Day Six.1

 

The truck roars past the vacant houses as the front of each building stares at me with blank disdain.  For the millionth time I think of my mother, neurotic and compulsive, far away in Springfield.  If she’s even on this Earth at all.  Or whatever I should call this place.  My heart wrenches when I think of how scared she must be, how I know she is worrying about me no matter where she is. 

Stupid…” I mutter yet again.

How foolish I was to enter the store like that.  I was assuming I would be alone, that I am alone, instead of wishing that I would find others.  Why?

Next to me Cleaver leans his head out the window until his ears catch the wind and bounce up like sails.  He barks casually.

Perhaps I want to be alone, I think as I pull up to the most magnificent mansion in town.  I’d always speculated about who’d lived here.  But it didn’t matter now.  I rammed through the ornate, tangled iron gates in the front and pull around a decorated driveway to the front door which is partially framed by overgrown ivy.  I slide out the driver’s seat taking special care with my leg, and Cleaver follows behind me. 

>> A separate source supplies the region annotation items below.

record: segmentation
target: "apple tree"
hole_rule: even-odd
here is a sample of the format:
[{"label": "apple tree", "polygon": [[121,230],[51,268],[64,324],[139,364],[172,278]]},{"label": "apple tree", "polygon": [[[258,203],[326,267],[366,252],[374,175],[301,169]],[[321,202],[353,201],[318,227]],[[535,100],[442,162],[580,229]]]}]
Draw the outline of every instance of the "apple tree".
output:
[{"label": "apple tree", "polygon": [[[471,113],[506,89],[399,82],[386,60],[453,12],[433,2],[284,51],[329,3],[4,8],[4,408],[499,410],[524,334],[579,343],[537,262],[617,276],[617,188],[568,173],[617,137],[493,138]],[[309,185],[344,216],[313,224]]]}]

From the front we can see a teal pool peaking from the backyard, a covered gazebo with a built in bar and flat screen television behind that.  Bay windows grace every room in the front of the house, and a cobblestone walkway connects the back to the front on either side.  The front step was designed as a small patio and a cup of moldy coffee and a weathered newspaper still sit on the little slate table.

As I walk to the front door, which of course lies wide open, I think about calling for anyone.  But I know there is no one.

Cleaver and I walk through the front door, I with more difficulty than he, and we are welcomed into a hardwood foyer with candles at every corner that have never been lit. 

Through the first doorway I can see a kitchen with a sleek black counter and white cabinetry.  To my left an entertaining area with yet another bar set up in the corner consisting of a decorative collection of olives and expensive liquors of different varieties.  The martini glasses might as well have been whipped from diamonds.

With the Glock tucked into my –now shredded- denim, baseball bat still in hand, I lock the door behind us.  Deadbolt and doorknob.